= Local lymph node assay =

Toxicological test

The murine local lymph node assay (LLNA) is an in vivo test for skin sensitisation.

LLNA has largely superseded the guinea pig maximisation test and the Buehler test. It is considered more scientific and less cruel (lower number of animals; less suffering) and has found broad scientific and regulatory acceptance.

The principle underlying the LLNA is that skin sensitizers induce growth of lymphocytes in the lymph nodes draining the site of application. Lymphocyte proliferation can be measured by radiolabeling (quantifying tritiated thymidine), bioluminescence (quantifying ATP content in lymphocytes) or immunoassay (ELISA utilizing an antibody specific for BrdU).

The test material is applied to the ears of mice. Optionally, a tracer substance such as 3H-Methyl-thymidine or BrdU is injected intraperitoneally for lymphocyte incorporation. The animals are euthanized and their lymph node cells are removed and analyzed. The ratio of tracer incorporation in lymph nodes from dosed animals is compared to control animals, giving a stimulation index (SI). When the stimulation index exceeds 3 (SI > 3), a relevant sensitizing potential is assumed. In contrast to the classical guinea pig tests, the LLNA provides a quantitative measurement of sensitizing potency of a tested chemical.

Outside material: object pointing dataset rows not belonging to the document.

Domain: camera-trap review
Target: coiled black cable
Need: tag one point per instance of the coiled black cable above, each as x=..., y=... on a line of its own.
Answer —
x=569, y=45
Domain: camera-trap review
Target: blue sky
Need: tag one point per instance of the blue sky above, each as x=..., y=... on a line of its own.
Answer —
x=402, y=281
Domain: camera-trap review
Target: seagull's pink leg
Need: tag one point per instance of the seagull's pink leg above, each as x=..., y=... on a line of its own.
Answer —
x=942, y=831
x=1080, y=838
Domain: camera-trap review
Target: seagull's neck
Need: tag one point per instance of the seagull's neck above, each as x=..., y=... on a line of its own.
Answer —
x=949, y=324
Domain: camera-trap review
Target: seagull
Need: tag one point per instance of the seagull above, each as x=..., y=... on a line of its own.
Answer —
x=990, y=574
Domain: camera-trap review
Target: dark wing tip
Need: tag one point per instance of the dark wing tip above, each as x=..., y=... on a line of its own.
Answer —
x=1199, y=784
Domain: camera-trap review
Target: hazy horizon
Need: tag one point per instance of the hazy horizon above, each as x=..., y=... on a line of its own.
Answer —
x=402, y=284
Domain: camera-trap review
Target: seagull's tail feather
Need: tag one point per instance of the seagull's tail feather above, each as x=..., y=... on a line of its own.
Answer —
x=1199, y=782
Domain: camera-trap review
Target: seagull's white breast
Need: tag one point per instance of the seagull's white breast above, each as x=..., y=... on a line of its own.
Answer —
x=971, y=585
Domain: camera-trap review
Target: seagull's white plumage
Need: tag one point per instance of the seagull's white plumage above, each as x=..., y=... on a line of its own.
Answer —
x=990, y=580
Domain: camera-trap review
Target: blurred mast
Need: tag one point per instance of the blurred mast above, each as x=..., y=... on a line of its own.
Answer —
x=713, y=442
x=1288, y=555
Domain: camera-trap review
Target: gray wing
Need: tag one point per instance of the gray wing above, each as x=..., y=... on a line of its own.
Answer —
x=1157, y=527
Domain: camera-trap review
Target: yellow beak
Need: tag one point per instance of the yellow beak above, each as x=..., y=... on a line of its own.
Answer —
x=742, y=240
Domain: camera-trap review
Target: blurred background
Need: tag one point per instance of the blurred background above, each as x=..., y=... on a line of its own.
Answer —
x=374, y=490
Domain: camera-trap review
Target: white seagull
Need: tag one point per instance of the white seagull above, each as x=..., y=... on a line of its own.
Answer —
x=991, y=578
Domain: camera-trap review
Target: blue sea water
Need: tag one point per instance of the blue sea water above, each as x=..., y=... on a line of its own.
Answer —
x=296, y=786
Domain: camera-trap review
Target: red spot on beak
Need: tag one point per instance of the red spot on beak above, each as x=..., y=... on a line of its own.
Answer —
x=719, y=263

The LLNA may not be appropriate for certain metallic compounds, surfactants, high-molecular-weight proteins, strong dermal irritants, and materials that do not sufficiently adhere to the ear for an acceptable period of time during treatment. There is no absolute conformity in the sensitizing potential of a substance in mouse, guinea pig and human.

== Regulatory ==
The OECD Guidelines for the Testing of Chemicals guideline No. 429 of 23 July 2010. The BrdU-ELISA method and the BrdU-FCM method are described in OECD Test Guideline No. 442B.

The REACH Regulation, Annex VII, paragraph 8.3 states "The Murine Local Lymph Node Assay (LLNA) is the first-choice method for in vivo testing. Only in exceptional circumstances should another test be used. Justification for the use of another test shall be provided."

According to European Guideline OECD 406 Skin Sensitization, the LLNA or the MEST (Mouse ear swelling test) can be used as a first stage in the assessment of skin sensitization potential. If a positive result is seen in either assay, a test substance may be designated as a potential sensitizer, and it may not be necessary to conduct a further guinea pig test. However, if a negative result is seen in the LLNA or MEST, a guinea pig test (preferably a GPMT or BT) must be conducted.